“Bundle of joy” is a hackneyed phrase. Although you are two now, Lochlann, and much too big for baby phrases, I can’t think of any term that suits you better.
In some ways, you are more of a bundle now than ever. The jumbled, cuddly roundness of the word perfectly fits your little, roundy, snuggly body. Much more so than when you were born and you landed on my chest, a squirming, slippery mass of bones and downy skin.
What bliss those first two weeks were: you, your Dad and me. We lived in our bed. Warm, soft and nest-like, it became our habitat. Dad brought coffee, toast and croissants, then hopped in himself. Your little grasping fists and lips sought out my breast without fuss. Exhausted, elated, we slept, ate and breathed each other in.
It was January. Wind and rain bit at your Dad’s ears when he went out to collect the other children from school. You and I needed to have no part of those excursions, Lochlann; we were new, we were exempt.
The fourth child is so blessedly lucky. No books need to be consulted; I waved the public health nurse goodbye with a worldly air. I don’t need your ministrations, the wave said, for I am mother of many.

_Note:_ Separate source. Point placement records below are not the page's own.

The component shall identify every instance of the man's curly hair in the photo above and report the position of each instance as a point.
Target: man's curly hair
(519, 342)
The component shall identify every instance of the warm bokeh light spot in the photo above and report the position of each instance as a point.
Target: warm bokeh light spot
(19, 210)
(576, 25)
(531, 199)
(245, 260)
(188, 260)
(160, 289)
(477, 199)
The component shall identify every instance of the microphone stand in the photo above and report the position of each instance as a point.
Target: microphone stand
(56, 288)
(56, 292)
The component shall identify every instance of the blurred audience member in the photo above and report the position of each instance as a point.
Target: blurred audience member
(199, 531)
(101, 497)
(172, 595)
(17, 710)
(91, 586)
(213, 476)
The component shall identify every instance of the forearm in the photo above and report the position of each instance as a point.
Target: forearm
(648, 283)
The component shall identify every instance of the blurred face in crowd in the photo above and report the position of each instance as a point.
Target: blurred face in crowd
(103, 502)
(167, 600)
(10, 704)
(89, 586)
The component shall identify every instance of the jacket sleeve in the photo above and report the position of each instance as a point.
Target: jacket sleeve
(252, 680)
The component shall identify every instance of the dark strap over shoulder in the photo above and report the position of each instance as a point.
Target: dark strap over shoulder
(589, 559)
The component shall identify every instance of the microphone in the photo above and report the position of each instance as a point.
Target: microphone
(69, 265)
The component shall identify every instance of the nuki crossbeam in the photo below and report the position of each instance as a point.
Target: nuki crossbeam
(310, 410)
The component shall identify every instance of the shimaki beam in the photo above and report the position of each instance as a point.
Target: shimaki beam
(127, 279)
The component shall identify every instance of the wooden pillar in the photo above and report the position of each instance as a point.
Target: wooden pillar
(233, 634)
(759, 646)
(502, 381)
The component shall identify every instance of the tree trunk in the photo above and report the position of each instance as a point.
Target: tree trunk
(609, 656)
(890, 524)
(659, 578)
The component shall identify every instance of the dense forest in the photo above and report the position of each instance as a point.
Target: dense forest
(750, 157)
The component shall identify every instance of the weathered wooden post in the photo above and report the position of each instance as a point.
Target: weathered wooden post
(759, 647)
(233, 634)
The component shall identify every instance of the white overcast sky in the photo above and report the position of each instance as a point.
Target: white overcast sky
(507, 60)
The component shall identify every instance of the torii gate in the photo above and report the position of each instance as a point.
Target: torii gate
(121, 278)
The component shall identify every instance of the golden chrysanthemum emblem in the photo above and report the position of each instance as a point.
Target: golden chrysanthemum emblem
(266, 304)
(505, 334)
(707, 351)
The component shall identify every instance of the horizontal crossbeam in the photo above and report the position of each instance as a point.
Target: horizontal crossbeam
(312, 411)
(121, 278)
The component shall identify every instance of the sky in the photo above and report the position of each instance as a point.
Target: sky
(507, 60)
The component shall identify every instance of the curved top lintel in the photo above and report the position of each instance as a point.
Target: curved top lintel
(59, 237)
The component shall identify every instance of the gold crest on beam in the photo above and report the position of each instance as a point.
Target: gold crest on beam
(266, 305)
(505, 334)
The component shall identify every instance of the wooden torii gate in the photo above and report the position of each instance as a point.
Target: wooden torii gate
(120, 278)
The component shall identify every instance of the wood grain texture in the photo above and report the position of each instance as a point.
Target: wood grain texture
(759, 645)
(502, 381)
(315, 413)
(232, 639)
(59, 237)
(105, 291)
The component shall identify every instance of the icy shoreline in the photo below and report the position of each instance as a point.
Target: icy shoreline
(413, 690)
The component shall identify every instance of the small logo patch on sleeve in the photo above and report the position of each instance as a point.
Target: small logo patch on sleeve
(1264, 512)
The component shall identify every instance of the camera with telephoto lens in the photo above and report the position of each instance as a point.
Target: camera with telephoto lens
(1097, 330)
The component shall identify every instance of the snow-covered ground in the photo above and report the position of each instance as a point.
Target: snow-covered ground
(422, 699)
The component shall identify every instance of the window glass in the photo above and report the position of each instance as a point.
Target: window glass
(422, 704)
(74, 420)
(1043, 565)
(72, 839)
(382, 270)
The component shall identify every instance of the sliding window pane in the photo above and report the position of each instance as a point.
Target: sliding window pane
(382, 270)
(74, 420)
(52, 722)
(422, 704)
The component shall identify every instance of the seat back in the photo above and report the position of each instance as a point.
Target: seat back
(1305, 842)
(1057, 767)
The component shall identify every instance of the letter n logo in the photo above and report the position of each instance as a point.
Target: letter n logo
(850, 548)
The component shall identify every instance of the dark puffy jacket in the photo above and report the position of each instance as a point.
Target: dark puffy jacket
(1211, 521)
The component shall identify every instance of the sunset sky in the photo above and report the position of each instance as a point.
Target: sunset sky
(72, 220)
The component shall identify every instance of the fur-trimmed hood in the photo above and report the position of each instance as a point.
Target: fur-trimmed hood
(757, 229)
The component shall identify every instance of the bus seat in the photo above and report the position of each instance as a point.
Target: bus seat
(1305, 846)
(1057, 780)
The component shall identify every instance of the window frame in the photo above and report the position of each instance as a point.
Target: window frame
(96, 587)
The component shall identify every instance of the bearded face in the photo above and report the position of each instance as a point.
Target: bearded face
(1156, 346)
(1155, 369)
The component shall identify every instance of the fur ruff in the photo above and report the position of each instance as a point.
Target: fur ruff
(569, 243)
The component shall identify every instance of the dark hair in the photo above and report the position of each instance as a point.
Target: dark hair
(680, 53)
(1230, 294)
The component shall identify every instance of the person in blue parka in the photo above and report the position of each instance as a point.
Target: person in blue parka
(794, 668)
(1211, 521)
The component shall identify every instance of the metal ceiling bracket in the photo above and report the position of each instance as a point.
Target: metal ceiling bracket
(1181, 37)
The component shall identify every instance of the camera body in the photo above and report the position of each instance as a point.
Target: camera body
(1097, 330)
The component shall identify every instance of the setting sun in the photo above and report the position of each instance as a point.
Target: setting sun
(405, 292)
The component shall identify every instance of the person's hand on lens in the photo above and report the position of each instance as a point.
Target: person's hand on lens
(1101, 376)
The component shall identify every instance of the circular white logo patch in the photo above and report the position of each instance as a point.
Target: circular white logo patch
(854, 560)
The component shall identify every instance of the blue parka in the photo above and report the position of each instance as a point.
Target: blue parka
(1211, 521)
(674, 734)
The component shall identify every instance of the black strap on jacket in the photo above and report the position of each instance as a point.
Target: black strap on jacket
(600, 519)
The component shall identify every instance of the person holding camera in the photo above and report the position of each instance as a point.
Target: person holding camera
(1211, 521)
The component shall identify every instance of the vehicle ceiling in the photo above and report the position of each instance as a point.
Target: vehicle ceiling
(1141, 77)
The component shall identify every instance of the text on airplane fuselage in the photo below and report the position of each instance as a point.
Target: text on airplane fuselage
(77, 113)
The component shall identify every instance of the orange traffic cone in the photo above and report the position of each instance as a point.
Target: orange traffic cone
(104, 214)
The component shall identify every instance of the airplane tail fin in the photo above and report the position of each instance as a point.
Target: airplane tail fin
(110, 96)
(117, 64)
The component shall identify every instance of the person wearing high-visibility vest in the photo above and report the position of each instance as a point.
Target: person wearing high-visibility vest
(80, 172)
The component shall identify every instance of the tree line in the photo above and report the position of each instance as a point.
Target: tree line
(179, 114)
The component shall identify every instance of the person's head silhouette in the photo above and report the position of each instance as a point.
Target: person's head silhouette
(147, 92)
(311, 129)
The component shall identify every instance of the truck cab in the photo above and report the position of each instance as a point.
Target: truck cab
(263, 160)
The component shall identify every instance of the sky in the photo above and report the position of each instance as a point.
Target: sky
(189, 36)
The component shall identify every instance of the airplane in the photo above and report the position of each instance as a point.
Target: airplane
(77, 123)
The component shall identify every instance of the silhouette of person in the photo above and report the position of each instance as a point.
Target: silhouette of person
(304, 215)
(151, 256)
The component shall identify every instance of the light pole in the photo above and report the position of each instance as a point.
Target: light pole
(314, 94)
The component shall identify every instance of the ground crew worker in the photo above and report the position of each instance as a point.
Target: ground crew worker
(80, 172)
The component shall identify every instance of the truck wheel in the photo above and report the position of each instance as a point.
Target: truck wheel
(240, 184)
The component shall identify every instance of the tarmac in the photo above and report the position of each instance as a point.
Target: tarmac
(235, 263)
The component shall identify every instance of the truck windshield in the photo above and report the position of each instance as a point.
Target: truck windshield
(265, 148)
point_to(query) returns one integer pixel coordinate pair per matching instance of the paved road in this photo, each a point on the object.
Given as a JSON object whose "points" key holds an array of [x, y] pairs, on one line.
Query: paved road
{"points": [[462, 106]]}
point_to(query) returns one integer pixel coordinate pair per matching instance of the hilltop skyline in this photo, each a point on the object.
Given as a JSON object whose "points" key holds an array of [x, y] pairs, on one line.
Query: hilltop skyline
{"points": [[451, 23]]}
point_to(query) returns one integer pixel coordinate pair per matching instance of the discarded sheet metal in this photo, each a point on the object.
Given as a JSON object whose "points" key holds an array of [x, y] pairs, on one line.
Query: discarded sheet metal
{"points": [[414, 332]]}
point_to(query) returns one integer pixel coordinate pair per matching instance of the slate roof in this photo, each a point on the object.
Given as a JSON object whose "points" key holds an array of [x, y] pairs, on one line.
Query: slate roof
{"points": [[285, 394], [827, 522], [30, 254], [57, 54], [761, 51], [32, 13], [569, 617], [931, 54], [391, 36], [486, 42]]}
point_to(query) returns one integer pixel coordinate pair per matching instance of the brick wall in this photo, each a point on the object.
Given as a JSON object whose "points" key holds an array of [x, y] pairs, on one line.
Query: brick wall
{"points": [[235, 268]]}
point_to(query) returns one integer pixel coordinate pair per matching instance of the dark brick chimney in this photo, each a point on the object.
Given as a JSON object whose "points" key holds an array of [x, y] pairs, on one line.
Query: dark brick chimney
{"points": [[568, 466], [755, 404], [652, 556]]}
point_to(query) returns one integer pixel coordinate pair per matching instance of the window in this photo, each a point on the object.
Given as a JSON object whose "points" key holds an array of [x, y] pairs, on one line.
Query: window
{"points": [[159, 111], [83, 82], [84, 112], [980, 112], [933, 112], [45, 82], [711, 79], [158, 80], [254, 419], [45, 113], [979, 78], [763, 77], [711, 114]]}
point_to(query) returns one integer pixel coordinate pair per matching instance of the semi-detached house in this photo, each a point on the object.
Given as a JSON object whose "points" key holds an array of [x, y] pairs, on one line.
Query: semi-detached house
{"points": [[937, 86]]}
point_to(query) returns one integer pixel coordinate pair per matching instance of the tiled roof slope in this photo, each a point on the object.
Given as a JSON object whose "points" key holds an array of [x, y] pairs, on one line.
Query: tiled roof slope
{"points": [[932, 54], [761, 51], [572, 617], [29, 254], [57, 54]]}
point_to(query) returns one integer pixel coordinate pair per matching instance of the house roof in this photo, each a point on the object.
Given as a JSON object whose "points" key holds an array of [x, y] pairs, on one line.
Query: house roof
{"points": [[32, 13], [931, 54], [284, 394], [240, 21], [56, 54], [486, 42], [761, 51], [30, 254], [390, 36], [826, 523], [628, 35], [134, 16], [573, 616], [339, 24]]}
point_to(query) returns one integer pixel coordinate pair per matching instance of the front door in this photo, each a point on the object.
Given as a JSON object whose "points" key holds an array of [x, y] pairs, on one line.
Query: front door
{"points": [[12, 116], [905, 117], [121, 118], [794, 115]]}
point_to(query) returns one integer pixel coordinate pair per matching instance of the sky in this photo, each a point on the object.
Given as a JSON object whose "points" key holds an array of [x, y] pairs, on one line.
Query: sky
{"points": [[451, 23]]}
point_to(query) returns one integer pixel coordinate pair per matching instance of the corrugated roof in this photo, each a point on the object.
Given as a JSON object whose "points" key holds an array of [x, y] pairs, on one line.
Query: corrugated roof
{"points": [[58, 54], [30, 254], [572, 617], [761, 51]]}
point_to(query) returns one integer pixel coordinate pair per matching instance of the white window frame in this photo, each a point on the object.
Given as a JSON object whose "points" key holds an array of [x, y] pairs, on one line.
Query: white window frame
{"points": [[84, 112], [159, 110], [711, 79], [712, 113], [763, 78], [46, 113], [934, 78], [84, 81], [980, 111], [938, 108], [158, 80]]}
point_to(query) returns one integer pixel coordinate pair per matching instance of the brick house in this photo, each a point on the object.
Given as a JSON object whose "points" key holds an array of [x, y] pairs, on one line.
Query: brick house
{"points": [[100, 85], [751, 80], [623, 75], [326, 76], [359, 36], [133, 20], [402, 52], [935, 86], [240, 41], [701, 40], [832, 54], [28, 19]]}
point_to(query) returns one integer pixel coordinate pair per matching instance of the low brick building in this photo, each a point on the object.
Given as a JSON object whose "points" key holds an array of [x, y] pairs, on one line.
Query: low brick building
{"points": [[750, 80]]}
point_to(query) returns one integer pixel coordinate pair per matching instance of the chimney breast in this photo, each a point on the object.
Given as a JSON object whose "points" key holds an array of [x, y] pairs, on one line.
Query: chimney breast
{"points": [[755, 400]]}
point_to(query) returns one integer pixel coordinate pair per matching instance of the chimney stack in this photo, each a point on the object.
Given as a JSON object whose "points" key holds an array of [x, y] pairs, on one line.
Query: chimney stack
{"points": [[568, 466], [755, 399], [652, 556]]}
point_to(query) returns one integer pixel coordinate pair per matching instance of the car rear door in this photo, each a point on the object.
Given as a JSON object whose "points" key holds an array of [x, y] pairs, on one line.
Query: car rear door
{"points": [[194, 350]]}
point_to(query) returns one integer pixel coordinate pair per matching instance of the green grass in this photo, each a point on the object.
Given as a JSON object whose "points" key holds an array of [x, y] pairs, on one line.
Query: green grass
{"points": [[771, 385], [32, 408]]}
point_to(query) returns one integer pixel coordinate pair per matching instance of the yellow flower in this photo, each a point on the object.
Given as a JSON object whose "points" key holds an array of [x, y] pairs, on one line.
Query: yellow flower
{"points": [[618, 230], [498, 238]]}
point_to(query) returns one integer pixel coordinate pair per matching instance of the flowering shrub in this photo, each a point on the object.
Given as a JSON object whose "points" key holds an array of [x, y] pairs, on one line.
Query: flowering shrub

We did what our hearts and guts told us, Lochlann. You fed at my breast whenever you liked; I carried you around constantly like a gorilla mother; you slept beside me day and night.
And now you are two. A fierce, indignant, roaring, throw-your-head-back-laughing little being whose main challenge in life is to fight off the hail of hugs and kisses that your siblings unleash on you every chance they get. A smile from Lochlann is a treat; a kiss, a triumph.
In the morning, I will go into your room and greet you: wake from your slumber, warrior boy, for today is your birthday.